No estaba facilitando las cosas con sus respuestas lacónicas, ¿pero qué otra cosa podía decir? Esto no era exactamente una reunión entre jefes de estado con una lista de decisiones vitales que tomar. Pero tenía que hacer algún esfuerzo, para al menos no parecer hostil.
—Tu nombre, Miro… significa «observo», ¿verdad?
—Observo con atención. Tal vez «presto atención».
—No es tan difícil comprenderte —comentó Valentine.
Él se sorprendió de que ella abordara el tema de una manera tan abierta.
—Creo que tengo más problemas con tu acento portugués que con la lesión cerebral.
Por un momento, le pareció como si recibiera un martillazo en el corazón: ella hablaba sobre su situación con más franqueza que nadie, excepto Andrew. Pero era su hermana, ¿no? Tendría que haber esperado que fuera directa.
—¿0 prefieres que finjamos que no hay una barrera entre los demás y tú?

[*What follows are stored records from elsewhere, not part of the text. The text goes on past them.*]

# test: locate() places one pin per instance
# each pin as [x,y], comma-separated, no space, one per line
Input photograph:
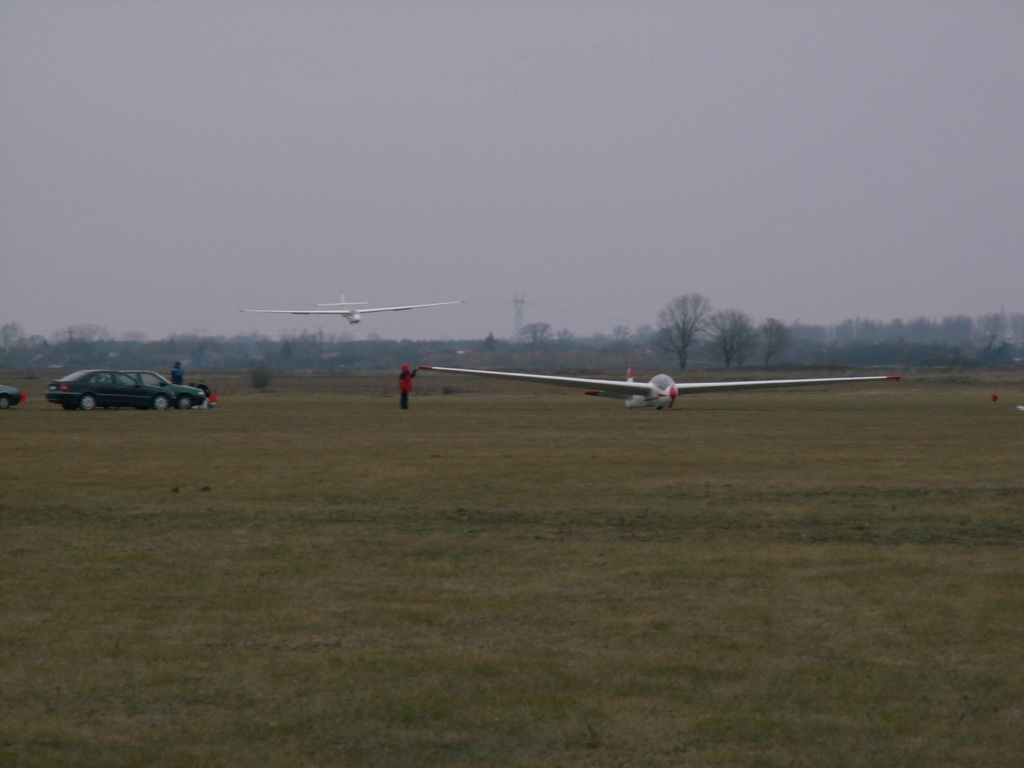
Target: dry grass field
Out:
[515,576]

Ella había advertido su sorpresa. Pero ya había pasado, y ahora se le ocurrió que no debería estar molesto, sino alegre de que no tuvieran que dar un rodeo ante el tema. Sin embargo, estaba molesto, y tardó un momento en pensar por qué. Entonces lo supo.
—Mi lesión cerebral no es su problema.
—Si me impide entenderte, entonces es un problema con el que tengo que tratar. No te vuelvas quisquilloso ya conmigo, jovencito. Sólo he empezado a molestarte, y tú sólo has empezado a molestarme a mí. Así que no te enfades porque yo haya mencionado tu lesión cerebral como si fuera de algún modo mi problema. No tengo ninguna intención de sopesar cada palabra que diga por temor a ofender a un joven supersensible que piensa que el mundo entero gira en torno a sus frustraciones.
A Miro le enfureció que ella lo hubiera juzgado ya, y de forma tan brusca. Era injusto, completamente opuesto a como debía ser la autora de la jerarquía de Demóstenes.
—¡No considero que el mundo entero gire en torno a mis frustraciones! ¡Pero no crea que podrá entrar aquí y dirigir mi nave!
Eso era lo que lo había molestado, no sus palabras. Ella tenía razón: sus palabras no eran nada. Era su actitud, su completa confianza en sí misma. Él no estaba acostumbrado a que la gente lo mirara sin asombro o piedad.
Valentine se sentó a su lado. Él se volvió para observarla. Ella, por su parte, no rehuyó la mirada. Al contrario, escrutó su cuerpo, de la cabeza a los pies, examinándolo con aire de fría apreciación.
—Él dijo que eras duro. Dijo que habías sido retorcido, pero no roto.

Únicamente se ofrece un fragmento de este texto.